Last updated at: (Beijing Time) Monday, January 07, 2002
India-Pakistan Peace Key to South Asia Development
Leaders of the seven South Asian Association for Regional Cooperation (SAARC) nations concluded Sunday their first summit in the new century in Kathmandu, Nepal, after pledging to strengthen regional socio-economic cooperation for development.
Leaders of the seven South Asian Association for Regional Cooperation (SAARC) nations concluded Sunday their first summit in the new century in Kathmandu, Nepal, after pledging to strengthen regional socio-economic cooperation for development.
But peace, especially that between India and Pakistan, is instrumental to achieve the goal of development in the war- and conflict-plagued region.
Civil wars, social unrest and international conflicts in South Asia have dragged more than 400 million residents there into poverty and misery, greatly hindering the development of national economies of SAARC members and the development of socio-economic cooperation between them.
More than 50 years of hostility between India and Pakistan, two important SAARC members, dwarfed their national economies as they have been going all out to step up their respective national defense.
Wars and conflicts between the two countries, regarded the biggest stumbling block to peace and stability in South Asia, blew into the thin air a South Asian Free Trade Area, which was originally planned to be set up in 2001.

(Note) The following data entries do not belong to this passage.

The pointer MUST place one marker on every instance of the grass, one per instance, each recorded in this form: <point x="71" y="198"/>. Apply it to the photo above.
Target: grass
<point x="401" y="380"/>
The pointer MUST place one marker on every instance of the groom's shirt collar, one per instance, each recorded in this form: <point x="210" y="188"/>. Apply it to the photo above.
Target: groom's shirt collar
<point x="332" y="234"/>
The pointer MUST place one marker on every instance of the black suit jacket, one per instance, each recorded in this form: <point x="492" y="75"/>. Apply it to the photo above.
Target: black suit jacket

South Asia remains one of the poorest regions in the world, with 40 percent of its 1.3 billion people living under the poverty line. The region has one fifth of the world's total population, yet its share of global gross domestic product was less than 2 percent.

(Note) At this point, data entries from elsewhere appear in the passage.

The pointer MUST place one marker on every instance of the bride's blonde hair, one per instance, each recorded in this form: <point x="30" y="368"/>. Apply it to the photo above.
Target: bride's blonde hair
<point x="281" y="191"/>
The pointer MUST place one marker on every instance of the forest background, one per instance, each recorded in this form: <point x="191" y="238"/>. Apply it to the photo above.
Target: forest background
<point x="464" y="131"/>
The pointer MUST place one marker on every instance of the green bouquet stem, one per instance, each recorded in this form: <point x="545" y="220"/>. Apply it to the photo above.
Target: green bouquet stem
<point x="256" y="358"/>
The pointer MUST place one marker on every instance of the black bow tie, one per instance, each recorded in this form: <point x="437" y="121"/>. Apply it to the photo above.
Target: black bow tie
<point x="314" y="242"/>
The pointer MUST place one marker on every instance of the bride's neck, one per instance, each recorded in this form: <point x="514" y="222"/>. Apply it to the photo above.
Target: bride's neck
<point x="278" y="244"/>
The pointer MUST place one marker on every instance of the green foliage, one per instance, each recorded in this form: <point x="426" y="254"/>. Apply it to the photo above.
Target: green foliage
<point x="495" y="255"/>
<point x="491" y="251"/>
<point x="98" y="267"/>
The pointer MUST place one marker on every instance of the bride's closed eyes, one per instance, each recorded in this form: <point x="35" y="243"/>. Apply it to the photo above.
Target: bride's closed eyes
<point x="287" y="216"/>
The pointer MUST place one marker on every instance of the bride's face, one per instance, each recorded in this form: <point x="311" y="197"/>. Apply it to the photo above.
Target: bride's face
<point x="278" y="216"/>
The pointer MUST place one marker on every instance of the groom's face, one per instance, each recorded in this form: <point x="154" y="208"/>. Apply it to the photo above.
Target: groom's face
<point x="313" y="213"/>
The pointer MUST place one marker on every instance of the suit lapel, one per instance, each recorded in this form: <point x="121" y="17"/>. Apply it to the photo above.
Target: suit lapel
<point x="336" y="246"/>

Tension has returned between India and Pakistan since December 13 when the Indian parliament was attacked. India blamed two Pakistani-based groups, Jaish-e-Mohammed and Lashkar-e-Taiba, for the attack and demanded Pakistan crack down on the groups and arrest their leaders.
India has moved more troops to the border, saying it was responding to a Pakistani buildup and the two sides exchanged heavy mortars and machine-gun fire in Kashmir, a region the two sides have disputed for half a century.

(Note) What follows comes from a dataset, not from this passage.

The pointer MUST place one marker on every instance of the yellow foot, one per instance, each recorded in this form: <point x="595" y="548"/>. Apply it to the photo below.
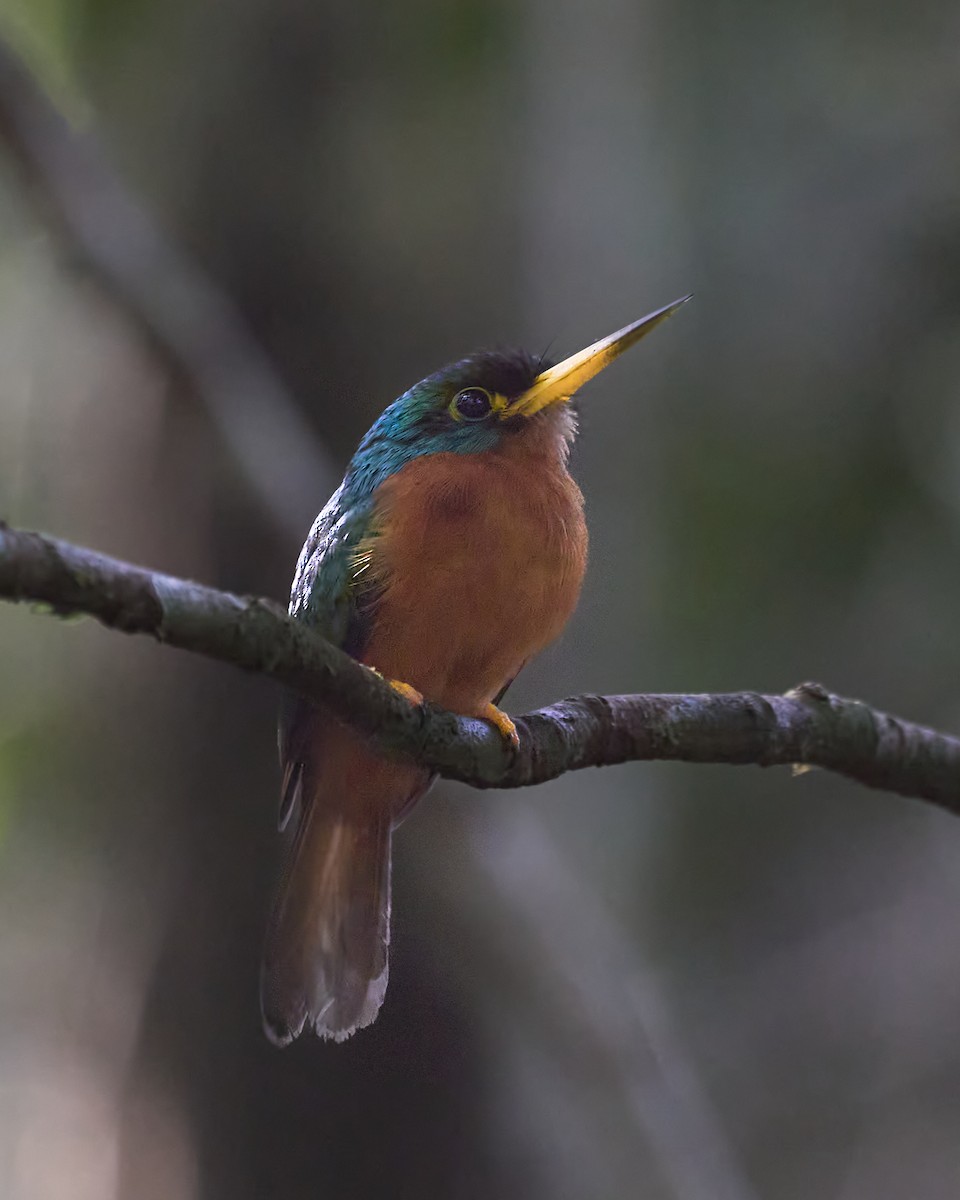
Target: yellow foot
<point x="497" y="717"/>
<point x="403" y="689"/>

The firing of one mortar would cost India 250 U.S. dollars, more than half of the annual income of an ordinary Indian or Pakistani citizen, an Argentine newspaper calculated.
Even in time of peace, the two nations have paid dearly for their hostile history, the paper said.
In Pakistan, the Pervez Musharraf government invests 2 billion dollars every year in national defense, accounting for a quarter of the national revenue. India, with a population of more than 1 billion, spends each year in defense 13 billion dollars, 17 percent of its budget and five times as much as the yearly allowances given to the poorest.
International sanctions upon the two nations for their 1998 nuclear tests brought vast impact upon Pakistan, aborting its economic revitalization plan and depriving it of the ability to pay off foreign debts.
The hope and plans to alleviate poverty and improve living conditions in the two big South Asian countries, which have a decisive role to play in stabilizing the region, would fade if they go for another war.
But history has proven that hostility and conflicts could do little in solving disputes. War and confrontation never contributes to the solution to the Kashmir issue, but peaceful
talks help a lot.
India-Pakistan relations entered a new stage in February 1999, when Indian Prime Minister Atal Bihari Vajpayee and former Pakistani Prime Minister Nawaz Sharif signed the Lahore Declaration for peace. The two countries carried out bilateral cooperation in certain fields and regularly exchanged lists of nuclear facilities as a good-will gesture.
Though Musharraf and Vajpayee did not hold separate talks at the two-day summit, they shook hands twice, giving hope that the two rivals would live up to the expectations of the world community to make peace and settle their dispute by peaceful means.